OMB Control Number 0910-0810 is covered under a Privacy Impact Assessment that has been approved by the Department of Health and Human Services (PIA Unique Identifier: P-9008729-198376). Concern for privacy and protection of respondents’ rights will play a central role in the study implementation, storage and handling of data, and data analysis and reporting. The Institutional Review Board (IRB) of RTI International, the research organization contracted to manage data collection reviewed and approved the protocols for the survey. CTP’s Research Involving Human Subjects Committee (RIHSC) also conducted a courtesy review before submission to RTI IRB. The primary concern of IRB is protecting respondents’ rights, one of which is maintaining the privacy of respondent information.

As part of this study, RTI International (RTI), the contractor acting on behalf of FDA, is collecting and maintaining personally identifiable information (PII) about participants who complete the online screener and the online survey. The only PII RTI will collect are email address and birth date, but this information will be stored separately from each other as noted below.

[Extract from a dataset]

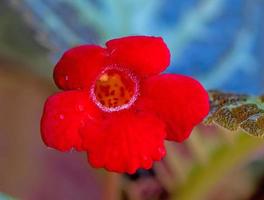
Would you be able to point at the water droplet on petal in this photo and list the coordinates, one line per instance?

RTI will not collect any protected health information, defined as “personally identifiable information” that relates to a person's health, medical treatment or payment, and which was obtained from a "covered entity" (health care provider, health plan, or healthcare clearinghouse), as defined by HIPAA (Health Insurance Portability and Accountability Act) regulations1. Online survey data will be collected one time only; there will be no future contact with participants after they complete the online survey.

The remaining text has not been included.